Human Override is not a project designed to show off AI music production. It is an archive of songs, lyrics, images, and essays about the age when machines redefine labor, creativity, desire, the body, and memory.

First Signal cover

What Is Human Override?

Human Override is not a project created to advertise the fact that music can now be made with AI.
It is a musical archive for asking what human beings fear, desire, and try to keep as their own in the age of artificial intelligence.

AI is not only a production tool here.
AI is the subject, the environment, and sometimes the character speaking inside the work.

Human Override is not interested only in the spectacle of machines replacing humans. The more important question comes afterward: what happens when machines imitate labor, simulate creation, learn desire, and reproduce even the emptiness and decadence humans leave behind?

E Sangdan Records As The Starting Point

Human Override Project began inside E Sangdan Records as a music and visual project.

The starting point was not simply to produce tracks. It was the feeling that technology often arrives as a tool, then becomes an environment. Once technology becomes environment, it begins to edit human choice, sensation, speed, and desire. AI is one of the clearest forms of that shift.

I have always been drawn to machines and dystopia.

Machine civilization, artificial intelligence, cities, surveillance, automation, and the post-human world are not only genre references. In ruined future cities, the important figure is often the human being pushed out of the system they created.

For a long time, that imagination belonged to science fiction.

When The Imagined Future Became Present

Now it is different. The future we imagined has surfaced into the present.

Generative AI writes text, creates images, and produces music. Automation systems expand into judgment and execution. Humanoids are no longer metaphors; they exist inside development roadmaps and investment plans.

The important thing is not whether every technology is complete today.
The important thing is speed.

Change is no longer linear. What looked like a toy yesterday becomes a tool today. Today's tool becomes tomorrow's structure. At some point, technology stops being an object humans use and becomes a standard humans must adapt to.

Why Music?

Music is a compact way to carry this pressure.

Lyrics can hold argument, anger, satire, confession, and worldbuilding at the same time. Sound can preserve emotion before explanation arrives. A song can become a short system of thought: body, voice, rhythm, noise, and image moving together.

That is why I started writing lyrics and building AI-generated tracks around them.

The Albums As A Timeline

The Human Override albums form a chronology.

Vol. 1, Human Override, is about the rise of machines: surveillance, pursuit, automation, borders, labor, intimacy, school, and the electronic brain.

Vol. 2, Still Got Soul, asks what remains human after that rise has begun: flowers, hands, guitar noise, soul, groove, and imperfect human timing.

Vol. 3, Electric Decadence, moves into a world where machine civilization has already taken the lead.

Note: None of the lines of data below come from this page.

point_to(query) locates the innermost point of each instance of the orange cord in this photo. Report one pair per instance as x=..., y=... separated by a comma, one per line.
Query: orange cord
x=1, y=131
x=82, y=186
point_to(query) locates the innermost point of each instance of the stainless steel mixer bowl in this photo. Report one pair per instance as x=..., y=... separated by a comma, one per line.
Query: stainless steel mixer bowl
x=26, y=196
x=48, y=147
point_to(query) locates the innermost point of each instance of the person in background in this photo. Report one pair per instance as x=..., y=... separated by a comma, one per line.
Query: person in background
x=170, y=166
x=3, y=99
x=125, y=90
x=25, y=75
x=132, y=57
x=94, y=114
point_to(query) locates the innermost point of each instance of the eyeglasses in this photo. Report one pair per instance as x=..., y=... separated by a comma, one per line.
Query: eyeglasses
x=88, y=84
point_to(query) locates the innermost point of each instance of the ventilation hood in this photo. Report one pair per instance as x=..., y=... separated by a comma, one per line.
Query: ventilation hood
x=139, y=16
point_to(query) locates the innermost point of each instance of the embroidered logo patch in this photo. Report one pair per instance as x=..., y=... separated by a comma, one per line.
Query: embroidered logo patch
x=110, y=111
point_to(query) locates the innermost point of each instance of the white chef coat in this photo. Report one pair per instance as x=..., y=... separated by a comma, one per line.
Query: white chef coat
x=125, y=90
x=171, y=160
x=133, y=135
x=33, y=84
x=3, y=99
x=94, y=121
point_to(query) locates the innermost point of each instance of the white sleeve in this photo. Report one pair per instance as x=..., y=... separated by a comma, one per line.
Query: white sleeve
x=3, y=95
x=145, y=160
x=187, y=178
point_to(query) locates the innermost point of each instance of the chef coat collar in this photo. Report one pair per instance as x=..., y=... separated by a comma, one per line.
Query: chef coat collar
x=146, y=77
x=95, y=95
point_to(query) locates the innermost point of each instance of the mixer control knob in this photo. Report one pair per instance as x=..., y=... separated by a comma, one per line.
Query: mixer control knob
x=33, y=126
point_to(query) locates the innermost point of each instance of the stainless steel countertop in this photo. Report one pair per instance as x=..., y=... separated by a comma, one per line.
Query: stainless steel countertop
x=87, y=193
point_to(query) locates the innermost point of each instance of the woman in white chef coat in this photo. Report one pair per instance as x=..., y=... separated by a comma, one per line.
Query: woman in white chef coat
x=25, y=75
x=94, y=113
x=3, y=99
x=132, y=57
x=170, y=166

Neon, sex, speed, rave, voltage, violence, and empty luxury become the language of the city.

Vol. 4 is not finished yet. It will likely move toward the age after human extinction.

What This Site Is For

This site is a place to keep speaking.

It will hold album notes, song notes, lyrics, interpretations, film reviews, image archives, production fragments, and speculative essays. The point is not to finish the mythology too neatly. The point is to leave a record while the signal is still unstable.

This is the first signal.

Frequently Asked Questions

What is Human Override?

Human Override is an AI project band and worldbuilding archive about machine civilization, human residue, desire, decadence, and post-human possibility.

Why did this project begin?

It began because the imagined future of AI, humanoids, automation, and technological displacement has started to become ordinary reality.

What do the albums represent?

The albums move from machine uprising to remaining humanity, then to machine decadence, and eventually toward the post-human age.